Hej Iwonka - ciśnij ciśnij tego swojego przystojniaka :) Powiedz że jak będzie w domu gnił to mu urośnie większy brzusio od Twojego :)) A w taką piękną pogodę to nawet ławka w parku będzie przyjemnością. Zwłaszcza z ukochanym mężczyzną pod bokiem... Ech rozmarzyłam się... Ja muszę się dzisiaj zadowolić synkiem :) bo mężuś wraca z roboty o 19 dopiero. Ale mam nadzieję, że pogoda się utrzyma i nie będziemy musiały uciekać do domu przed deszczem :) Najchętniej cały dzień bym spędziła na dworzu.
W tym przypadku moja mama ma super, wychodzi sobie do ogródka i podziwia kwiatki, które już zaczynają kwitnąć. Ostatnio chwaliła się forsycją.

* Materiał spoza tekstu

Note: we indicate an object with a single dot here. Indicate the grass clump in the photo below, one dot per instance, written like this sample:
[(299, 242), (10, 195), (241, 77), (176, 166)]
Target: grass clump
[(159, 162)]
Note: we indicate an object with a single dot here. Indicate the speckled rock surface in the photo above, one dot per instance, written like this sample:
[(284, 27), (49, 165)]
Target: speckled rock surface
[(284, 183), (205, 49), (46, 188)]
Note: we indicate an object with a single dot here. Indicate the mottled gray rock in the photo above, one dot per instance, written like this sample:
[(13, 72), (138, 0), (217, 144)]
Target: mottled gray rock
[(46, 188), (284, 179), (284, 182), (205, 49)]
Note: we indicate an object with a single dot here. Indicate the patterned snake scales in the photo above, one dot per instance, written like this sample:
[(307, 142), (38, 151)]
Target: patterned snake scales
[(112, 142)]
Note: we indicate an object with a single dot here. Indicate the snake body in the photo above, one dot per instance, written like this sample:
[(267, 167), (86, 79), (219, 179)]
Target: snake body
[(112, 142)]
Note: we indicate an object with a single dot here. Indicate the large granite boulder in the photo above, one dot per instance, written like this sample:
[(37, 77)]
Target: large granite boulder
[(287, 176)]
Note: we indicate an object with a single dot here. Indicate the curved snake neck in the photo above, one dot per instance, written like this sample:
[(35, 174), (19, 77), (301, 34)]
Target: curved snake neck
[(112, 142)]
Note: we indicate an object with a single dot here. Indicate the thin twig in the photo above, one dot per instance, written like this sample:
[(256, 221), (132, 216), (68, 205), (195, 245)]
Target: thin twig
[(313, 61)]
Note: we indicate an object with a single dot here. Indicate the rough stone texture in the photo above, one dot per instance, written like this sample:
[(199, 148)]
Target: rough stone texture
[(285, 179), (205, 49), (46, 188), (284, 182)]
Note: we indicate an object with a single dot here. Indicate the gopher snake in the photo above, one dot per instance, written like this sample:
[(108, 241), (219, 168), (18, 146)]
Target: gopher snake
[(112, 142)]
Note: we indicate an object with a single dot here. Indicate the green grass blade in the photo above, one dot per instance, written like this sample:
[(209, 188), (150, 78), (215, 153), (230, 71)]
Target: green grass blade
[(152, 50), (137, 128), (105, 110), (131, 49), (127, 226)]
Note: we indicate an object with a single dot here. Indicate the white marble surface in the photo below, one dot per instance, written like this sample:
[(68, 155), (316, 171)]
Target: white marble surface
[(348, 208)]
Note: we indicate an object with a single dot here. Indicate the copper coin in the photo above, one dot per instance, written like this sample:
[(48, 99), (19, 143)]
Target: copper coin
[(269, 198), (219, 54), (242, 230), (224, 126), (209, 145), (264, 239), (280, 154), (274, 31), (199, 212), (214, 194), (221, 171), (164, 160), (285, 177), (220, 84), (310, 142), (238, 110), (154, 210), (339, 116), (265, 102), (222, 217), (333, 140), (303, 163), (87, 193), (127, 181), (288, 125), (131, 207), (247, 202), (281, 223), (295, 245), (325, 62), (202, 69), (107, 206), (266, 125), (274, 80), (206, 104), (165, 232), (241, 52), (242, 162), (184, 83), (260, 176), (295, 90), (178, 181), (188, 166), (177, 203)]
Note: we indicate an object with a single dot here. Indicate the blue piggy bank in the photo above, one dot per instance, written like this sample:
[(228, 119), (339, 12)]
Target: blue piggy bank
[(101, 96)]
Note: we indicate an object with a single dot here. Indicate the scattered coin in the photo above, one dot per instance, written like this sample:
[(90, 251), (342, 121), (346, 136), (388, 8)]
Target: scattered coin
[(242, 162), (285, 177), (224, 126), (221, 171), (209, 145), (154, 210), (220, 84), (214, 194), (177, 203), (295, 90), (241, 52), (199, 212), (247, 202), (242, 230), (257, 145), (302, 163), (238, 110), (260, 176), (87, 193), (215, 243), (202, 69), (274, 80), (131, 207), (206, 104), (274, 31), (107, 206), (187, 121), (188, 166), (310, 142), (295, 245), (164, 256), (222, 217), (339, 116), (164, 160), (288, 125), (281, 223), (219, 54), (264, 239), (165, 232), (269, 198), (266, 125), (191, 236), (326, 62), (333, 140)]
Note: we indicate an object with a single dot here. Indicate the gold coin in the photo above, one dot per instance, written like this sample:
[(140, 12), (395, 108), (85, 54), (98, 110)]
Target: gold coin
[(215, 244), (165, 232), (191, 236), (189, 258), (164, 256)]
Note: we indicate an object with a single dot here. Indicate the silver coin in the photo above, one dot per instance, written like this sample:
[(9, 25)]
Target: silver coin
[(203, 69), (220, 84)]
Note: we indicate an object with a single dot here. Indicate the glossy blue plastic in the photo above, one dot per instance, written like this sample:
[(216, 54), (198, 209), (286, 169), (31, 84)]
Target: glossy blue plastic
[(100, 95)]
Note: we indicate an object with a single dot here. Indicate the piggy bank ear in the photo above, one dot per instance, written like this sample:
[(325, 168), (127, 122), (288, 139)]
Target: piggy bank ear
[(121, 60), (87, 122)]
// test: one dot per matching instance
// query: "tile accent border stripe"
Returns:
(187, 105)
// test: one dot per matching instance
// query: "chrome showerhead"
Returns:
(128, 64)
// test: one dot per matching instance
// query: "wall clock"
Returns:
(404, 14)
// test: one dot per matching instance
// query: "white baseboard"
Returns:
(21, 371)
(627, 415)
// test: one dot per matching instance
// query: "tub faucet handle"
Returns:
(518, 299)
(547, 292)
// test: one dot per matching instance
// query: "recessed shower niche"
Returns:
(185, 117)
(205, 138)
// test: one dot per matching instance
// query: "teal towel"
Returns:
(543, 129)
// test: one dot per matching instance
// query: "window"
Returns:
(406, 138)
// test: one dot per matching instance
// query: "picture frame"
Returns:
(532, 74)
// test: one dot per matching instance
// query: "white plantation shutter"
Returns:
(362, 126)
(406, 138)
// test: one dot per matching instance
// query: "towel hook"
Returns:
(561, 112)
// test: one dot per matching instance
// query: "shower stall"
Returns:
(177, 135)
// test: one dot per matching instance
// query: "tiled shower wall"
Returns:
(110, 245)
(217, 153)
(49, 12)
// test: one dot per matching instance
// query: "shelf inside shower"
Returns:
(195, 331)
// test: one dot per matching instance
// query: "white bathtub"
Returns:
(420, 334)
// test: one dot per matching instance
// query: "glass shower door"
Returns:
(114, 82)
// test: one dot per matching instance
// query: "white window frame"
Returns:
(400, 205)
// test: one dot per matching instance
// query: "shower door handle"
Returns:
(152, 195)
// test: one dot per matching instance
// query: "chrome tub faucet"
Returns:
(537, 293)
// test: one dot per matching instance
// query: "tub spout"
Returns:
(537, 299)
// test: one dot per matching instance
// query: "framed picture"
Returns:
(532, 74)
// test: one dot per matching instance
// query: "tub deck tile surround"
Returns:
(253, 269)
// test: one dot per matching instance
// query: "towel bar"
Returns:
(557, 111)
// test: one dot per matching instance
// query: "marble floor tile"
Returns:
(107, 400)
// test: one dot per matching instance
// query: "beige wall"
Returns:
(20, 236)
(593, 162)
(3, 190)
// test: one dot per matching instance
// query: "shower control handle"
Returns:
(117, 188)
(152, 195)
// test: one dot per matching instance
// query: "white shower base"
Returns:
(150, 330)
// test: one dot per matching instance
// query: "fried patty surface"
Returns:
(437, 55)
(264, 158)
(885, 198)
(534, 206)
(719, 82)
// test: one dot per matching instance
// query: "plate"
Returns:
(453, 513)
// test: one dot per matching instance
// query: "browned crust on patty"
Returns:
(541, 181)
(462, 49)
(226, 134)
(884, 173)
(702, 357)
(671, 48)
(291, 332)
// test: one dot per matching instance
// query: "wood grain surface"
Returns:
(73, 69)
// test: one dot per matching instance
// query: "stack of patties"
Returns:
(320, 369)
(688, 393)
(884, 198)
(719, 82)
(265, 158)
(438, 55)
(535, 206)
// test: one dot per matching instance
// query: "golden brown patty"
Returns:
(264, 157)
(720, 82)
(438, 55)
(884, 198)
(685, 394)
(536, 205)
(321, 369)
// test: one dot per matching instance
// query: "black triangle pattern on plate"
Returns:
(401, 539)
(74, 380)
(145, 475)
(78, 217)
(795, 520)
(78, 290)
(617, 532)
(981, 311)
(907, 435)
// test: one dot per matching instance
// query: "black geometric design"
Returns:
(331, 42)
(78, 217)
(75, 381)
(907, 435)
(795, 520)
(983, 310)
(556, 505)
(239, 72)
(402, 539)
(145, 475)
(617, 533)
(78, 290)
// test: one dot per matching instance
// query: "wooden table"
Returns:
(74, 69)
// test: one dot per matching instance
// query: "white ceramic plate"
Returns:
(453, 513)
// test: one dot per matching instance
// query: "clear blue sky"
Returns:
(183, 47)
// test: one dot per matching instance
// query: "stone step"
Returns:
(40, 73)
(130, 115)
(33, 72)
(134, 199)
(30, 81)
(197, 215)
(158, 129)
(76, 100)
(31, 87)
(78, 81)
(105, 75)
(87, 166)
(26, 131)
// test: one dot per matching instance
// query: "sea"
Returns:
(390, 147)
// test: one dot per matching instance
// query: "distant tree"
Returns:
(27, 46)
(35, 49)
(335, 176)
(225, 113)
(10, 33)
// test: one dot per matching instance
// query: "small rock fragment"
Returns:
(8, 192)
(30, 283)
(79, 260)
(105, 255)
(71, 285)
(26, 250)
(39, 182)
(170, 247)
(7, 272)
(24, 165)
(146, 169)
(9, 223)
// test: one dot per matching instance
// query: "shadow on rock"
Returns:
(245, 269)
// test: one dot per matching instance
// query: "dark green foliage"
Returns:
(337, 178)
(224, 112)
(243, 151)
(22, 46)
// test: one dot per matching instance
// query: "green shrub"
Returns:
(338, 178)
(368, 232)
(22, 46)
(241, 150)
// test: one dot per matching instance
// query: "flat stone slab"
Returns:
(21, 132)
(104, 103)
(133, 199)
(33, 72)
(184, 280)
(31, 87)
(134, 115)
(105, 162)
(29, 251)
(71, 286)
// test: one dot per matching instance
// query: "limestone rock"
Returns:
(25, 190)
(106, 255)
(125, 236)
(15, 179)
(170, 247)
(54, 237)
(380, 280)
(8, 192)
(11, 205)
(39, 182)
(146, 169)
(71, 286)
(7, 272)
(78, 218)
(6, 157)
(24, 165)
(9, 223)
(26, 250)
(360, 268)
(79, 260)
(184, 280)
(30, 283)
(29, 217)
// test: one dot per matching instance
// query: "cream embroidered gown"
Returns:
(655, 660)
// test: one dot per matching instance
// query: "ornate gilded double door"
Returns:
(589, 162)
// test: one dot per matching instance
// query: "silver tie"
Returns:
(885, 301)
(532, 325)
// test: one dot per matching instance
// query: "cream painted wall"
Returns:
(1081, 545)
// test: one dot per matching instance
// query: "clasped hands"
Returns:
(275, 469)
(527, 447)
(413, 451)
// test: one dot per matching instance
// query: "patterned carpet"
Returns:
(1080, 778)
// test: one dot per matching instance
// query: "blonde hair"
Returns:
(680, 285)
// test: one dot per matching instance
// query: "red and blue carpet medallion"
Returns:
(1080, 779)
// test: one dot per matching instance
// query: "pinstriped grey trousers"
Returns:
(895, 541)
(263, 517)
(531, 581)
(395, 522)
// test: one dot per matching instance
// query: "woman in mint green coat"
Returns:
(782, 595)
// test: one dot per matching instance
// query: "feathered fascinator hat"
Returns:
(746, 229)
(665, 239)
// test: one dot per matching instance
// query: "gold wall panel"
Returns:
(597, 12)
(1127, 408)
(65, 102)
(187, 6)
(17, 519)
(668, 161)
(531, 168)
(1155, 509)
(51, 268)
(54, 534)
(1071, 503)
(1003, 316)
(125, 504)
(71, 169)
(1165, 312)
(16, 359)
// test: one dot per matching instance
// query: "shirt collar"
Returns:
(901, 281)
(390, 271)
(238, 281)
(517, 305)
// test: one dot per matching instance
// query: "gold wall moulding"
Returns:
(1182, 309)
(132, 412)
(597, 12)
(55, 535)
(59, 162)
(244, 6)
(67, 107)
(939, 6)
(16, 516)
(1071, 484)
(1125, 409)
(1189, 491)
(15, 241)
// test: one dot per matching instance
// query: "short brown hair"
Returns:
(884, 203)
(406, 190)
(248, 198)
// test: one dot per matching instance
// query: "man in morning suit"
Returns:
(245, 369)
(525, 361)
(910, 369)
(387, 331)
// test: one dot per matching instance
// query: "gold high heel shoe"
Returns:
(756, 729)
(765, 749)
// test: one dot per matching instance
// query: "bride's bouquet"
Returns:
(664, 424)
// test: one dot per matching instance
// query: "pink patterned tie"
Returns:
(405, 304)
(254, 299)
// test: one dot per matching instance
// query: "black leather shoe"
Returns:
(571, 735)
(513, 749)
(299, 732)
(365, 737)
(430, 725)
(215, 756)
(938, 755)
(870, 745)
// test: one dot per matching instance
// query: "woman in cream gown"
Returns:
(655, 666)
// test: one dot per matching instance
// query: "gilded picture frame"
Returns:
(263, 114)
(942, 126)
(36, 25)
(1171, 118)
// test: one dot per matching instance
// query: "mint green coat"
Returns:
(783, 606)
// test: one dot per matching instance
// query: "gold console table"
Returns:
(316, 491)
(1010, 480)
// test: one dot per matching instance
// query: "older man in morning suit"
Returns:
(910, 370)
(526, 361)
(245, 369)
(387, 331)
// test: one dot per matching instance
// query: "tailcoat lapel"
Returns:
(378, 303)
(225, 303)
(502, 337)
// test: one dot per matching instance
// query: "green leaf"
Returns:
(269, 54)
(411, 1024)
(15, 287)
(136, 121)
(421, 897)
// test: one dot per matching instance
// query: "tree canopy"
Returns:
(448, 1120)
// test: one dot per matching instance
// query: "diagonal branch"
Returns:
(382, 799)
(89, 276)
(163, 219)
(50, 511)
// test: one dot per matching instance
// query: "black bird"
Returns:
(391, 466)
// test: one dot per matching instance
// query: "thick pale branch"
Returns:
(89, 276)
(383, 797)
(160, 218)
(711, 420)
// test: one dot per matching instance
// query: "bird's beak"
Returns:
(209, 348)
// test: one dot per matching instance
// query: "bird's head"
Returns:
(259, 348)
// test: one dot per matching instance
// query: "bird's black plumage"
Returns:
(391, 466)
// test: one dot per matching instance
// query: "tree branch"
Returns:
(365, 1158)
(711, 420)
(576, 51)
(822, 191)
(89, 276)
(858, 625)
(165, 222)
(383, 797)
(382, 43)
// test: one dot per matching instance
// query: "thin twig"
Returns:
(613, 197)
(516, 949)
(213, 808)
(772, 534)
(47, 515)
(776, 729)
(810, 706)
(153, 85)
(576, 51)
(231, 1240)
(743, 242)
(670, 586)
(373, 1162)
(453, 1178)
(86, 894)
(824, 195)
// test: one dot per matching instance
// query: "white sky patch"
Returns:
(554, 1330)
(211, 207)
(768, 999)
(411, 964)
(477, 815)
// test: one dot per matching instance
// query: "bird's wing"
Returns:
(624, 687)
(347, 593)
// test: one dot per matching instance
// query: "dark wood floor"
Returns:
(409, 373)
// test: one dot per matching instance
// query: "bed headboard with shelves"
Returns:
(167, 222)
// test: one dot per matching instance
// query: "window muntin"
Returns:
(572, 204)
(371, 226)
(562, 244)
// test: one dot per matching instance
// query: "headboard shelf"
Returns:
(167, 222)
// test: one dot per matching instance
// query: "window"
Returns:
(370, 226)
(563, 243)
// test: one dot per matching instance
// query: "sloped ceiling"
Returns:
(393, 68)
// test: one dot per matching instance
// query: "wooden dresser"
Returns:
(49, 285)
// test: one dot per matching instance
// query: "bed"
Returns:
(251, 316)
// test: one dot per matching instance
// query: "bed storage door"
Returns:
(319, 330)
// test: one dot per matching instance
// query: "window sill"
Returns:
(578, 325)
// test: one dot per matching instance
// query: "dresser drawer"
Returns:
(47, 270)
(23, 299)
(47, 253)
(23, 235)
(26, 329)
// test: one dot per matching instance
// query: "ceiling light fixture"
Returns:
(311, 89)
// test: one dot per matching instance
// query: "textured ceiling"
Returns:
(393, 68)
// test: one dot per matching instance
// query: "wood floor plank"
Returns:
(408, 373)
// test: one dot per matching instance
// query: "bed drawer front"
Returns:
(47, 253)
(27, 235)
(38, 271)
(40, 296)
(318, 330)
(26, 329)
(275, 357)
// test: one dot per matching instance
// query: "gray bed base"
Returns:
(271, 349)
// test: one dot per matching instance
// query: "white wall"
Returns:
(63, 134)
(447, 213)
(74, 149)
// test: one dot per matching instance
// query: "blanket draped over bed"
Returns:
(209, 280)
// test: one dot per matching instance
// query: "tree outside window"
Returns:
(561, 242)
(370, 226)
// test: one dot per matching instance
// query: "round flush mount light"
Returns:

U nas Lady też ma tak dobrze - ciekawe jakie kwiatki już u niej?
 
Czesc Laseczki i Ja sie witam juz z ranca z Wami przed chwikla wstałam i jak zwykjle ten sam rytuał Wy ..lazienka i lodowka hihihi :) nie no dzis musze szybciej te pupe z wyra zrzucic bo jade na obiad do rodzicow jak co niedziele to taka juz tradycja,.... po drodze jedziemy po rower dla malego i na swiebodzki lece zobaczyc co tam fajnego :) wiec caluje mocno i do popoludnia juz raczej buziaczki :):-D
 
iza- co 10 minut mówisz... od 1,5h mam skurcze właśnie co 10 minut, narazie czekam czy coś się rozkręci czy to jeszcze fałszywy alarm :-)
 
reklama
Jolciu, jak to pierwsza ciąża to poczekaj aż będą co 5 minut i narastający ból i wtedy możesz się zacząć szykować :) Bo to wtedy na pewno już.

A ja życzę wszystkim pięknym paniom miłego dnia i już uciekam na spacerek :) bo synek czeka pod drzwiami z wrotkami.
Buziaki i do zobaczenia potem, paaa.